Kami saling melempar senyum dan sapa. Dianjurkan tidak bersuara saat pembacaan amanat di gereja. Jadi pandangan kami langsung ditujukan pada pendeta. Saat di tengah pembacaan ayat alkitab, dia memperlihatkan ayat matius yang sedang dibacakan melalui handphone-nya, kami membacanya bersama.
-
Kami jadi sering kebetulan duduk atau berada berdekatan. Bahkan di malam terakhir saat acara refleksi. Aku duduk di sampingnya. Dia jadi tahu bagaimana air mataku jatuh. Hal yang paling kusembunyikan.
Esok harinya “Eki, beritahu jika kau akan pulang. Supaya aku bisa mengucapkan selamat jalan..”, dia mengirimkanku pesan.. Lagi, Aku jadi tersenyum sendiri.. Sudah lama sekali tidak ada yang memperlakukanku seperti ini. Aku tidak bertemu dengannya dihari terakhir. Aku sangat kelelahan, tapi aku berusaha membuatkannya sesuatu.. Untuk hadiah perpisahan sementara.. Karena aku tidak memiliki apapun untuk diberikan. Esok harinya aku memberikannya, dan kami hanya saling pandang. Lalu kami benar-benar berpisah hari itu. Aku pulang.
Mengetahui dia bersama seorang lain di tempat tinggalnya yang jauh sekali, aku menjaga perasaanku sendiri.
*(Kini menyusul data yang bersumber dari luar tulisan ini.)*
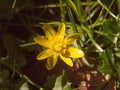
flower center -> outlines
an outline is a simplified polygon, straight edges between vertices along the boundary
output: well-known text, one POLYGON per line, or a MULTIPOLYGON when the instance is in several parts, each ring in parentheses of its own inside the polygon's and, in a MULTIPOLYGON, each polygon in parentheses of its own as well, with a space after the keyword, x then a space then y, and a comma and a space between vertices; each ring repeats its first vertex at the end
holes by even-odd
POLYGON ((57 43, 55 45, 55 51, 60 52, 61 50, 62 50, 62 44, 61 43, 57 43))

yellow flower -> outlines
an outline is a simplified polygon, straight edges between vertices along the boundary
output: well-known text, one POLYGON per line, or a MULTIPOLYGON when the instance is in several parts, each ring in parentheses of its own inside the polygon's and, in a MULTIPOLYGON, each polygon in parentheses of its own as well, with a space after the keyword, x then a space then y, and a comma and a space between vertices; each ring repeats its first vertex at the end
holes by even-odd
POLYGON ((39 45, 45 47, 45 50, 38 54, 37 60, 47 58, 46 68, 51 70, 57 63, 60 57, 67 65, 73 66, 71 58, 80 58, 84 56, 83 51, 78 48, 70 46, 75 42, 79 34, 75 33, 65 37, 65 24, 62 23, 56 32, 49 24, 44 24, 43 30, 46 38, 41 36, 35 37, 34 41, 39 45))

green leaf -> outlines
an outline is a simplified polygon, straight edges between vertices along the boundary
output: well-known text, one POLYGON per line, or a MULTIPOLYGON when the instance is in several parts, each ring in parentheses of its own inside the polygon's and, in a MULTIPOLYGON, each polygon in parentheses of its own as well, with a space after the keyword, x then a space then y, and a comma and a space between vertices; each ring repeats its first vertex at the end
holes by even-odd
POLYGON ((71 83, 67 81, 65 72, 56 79, 55 86, 52 90, 72 90, 71 83))
POLYGON ((103 31, 102 31, 105 42, 108 40, 114 43, 114 39, 118 33, 120 33, 120 27, 115 20, 105 20, 103 22, 103 31))
POLYGON ((114 66, 114 57, 112 51, 109 49, 105 50, 101 53, 101 58, 103 63, 98 70, 105 74, 112 74, 114 66))
POLYGON ((20 52, 18 48, 17 38, 7 33, 6 35, 2 35, 2 39, 9 55, 9 58, 6 60, 7 63, 12 64, 15 67, 24 66, 26 64, 26 59, 24 54, 20 52))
Kita berdua hidup di belahan dunia yang berbeda, dan memiliki kehidupan yang sangat berbeda. Meski begitu, aku tetap harus berterimakasih padanya.. Aku senang memiliki perasaan seperti ini, aku senang dalam hari-hariku telah dan pernah hadir seseorang yang sepertinya, meski hanya sebentar saja.
Bertahun-tahun mengakrabi sepi, barangkali aku
merindukan 'keterikatan' dengan seseorang. Tapi memberikan perhatian pada
siapapun tanpa persetujuan begini juga bukan kejelekan. Aku menikmatinya.
Dan selain itu, aku tidak perlu takut lagi terluka.
Dia berkebangsaan Amerika, semua percakapan
dalam bahasa inggris yang sudah kuterjemahkan.